Cette remise en forme du disque microsillon amène à se poser plusieurs questions qui, au-delà d’une légère métamorphose de l’industrie du disque, tend à remettre en cause la façon dont, aujourd’hui, nous écoutons de la musique. Même si, en volume, ce supposé retour ne s’affirme que très vaguement (le vinyle n’occupant toujours qu’un très faible 2% du marché mondial), son augmentation en valeur (745% d’augmentation depuis 2008) reste assez stupéfiante pour que l’on s’y intéresse, ne serait-ce que pour se poser plus généralement cette question: de quelle manière un format peut-il impacter la perception que nous avons de la musique ?

Une occasion idéale pour monter une courte série d’entretiens, avec trois acteurs de l’industrie musicale, afin de sélectionner différents points de vue sur ce que peut représenter aujourd’hui, en terme de choix symbolique, mais aussi politique, un support musical.

Chapitre 1

Vinyl Mania : Le disquaire MusicFearSatan – 1ère partie (1/5)
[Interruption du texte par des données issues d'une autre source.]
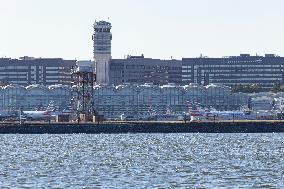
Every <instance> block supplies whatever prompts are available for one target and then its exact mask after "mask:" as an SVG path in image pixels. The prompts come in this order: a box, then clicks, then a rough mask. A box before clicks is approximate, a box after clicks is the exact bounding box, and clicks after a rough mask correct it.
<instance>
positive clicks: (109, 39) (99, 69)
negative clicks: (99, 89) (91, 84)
mask: <svg viewBox="0 0 284 189" xmlns="http://www.w3.org/2000/svg"><path fill="white" fill-rule="evenodd" d="M110 30H111V24H110V23H109V22H106V21H99V22H95V24H94V35H93V41H94V60H95V61H94V62H95V67H96V82H97V83H98V84H106V85H107V84H109V69H110V66H109V64H110V59H111V40H112V34H111V32H110Z"/></svg>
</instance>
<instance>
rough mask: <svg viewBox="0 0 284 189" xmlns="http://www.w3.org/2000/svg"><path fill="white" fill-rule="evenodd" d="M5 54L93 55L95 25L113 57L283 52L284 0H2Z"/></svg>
mask: <svg viewBox="0 0 284 189" xmlns="http://www.w3.org/2000/svg"><path fill="white" fill-rule="evenodd" d="M0 5H1V6H0V23H1V27H0V28H1V29H0V34H1V35H0V56H1V57H4V56H6V57H12V58H17V57H20V56H25V55H27V56H34V57H62V58H64V59H77V60H90V59H92V57H93V55H92V40H91V36H92V32H93V28H92V25H93V23H94V21H95V20H102V19H103V20H108V18H109V21H110V22H111V23H112V26H113V28H112V34H113V40H112V56H113V58H123V57H124V56H125V55H129V54H131V55H140V54H142V53H143V54H144V55H145V56H146V57H152V58H160V59H170V57H171V56H172V57H173V58H176V59H181V58H182V57H197V56H200V54H203V55H204V56H209V57H221V56H229V55H238V54H240V53H250V54H256V53H257V54H259V55H263V54H265V53H275V54H278V55H281V56H284V24H283V21H284V11H283V7H284V1H283V0H269V1H268V0H139V1H138V0H100V1H98V0H0Z"/></svg>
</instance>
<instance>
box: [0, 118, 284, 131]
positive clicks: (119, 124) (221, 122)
mask: <svg viewBox="0 0 284 189" xmlns="http://www.w3.org/2000/svg"><path fill="white" fill-rule="evenodd" d="M272 132H284V122H272V121H271V122H268V121H267V122H266V121H265V122H234V123H233V122H220V123H213V122H209V123H167V122H163V123H153V122H151V123H147V122H145V123H144V122H139V123H102V124H79V125H78V124H43V123H39V124H36V123H34V124H32V123H30V124H5V123H2V124H1V125H0V134H16V133H18V134H45V133H48V134H72V133H87V134H99V133H106V134H112V133H113V134H114V133H272Z"/></svg>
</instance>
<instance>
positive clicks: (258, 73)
mask: <svg viewBox="0 0 284 189" xmlns="http://www.w3.org/2000/svg"><path fill="white" fill-rule="evenodd" d="M182 83H183V84H188V83H197V84H200V85H208V84H211V83H216V84H222V85H227V86H232V85H234V84H260V86H261V87H262V88H263V89H270V88H272V86H273V85H274V84H276V83H282V84H283V83H284V57H278V56H275V55H273V54H266V55H265V56H264V57H263V56H250V55H249V54H241V55H240V56H230V57H224V58H207V57H200V58H183V59H182Z"/></svg>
Augmentation de ventes d’année en année, apparitions de bacs de 33 tours dans certains rayons de grands supermachés de la culture, mise en place d’une journée spécifique dédiée au format vinyle (le Disquaire Day) : petit à petit, le LP semble se refaire une honorable place parmi le CD et le mp3, deux de ses plus grands ennemis ayant manqué de peu de le mettre au pas, puisque 300 000 exemplaires du format ont été vendus en France en 2012.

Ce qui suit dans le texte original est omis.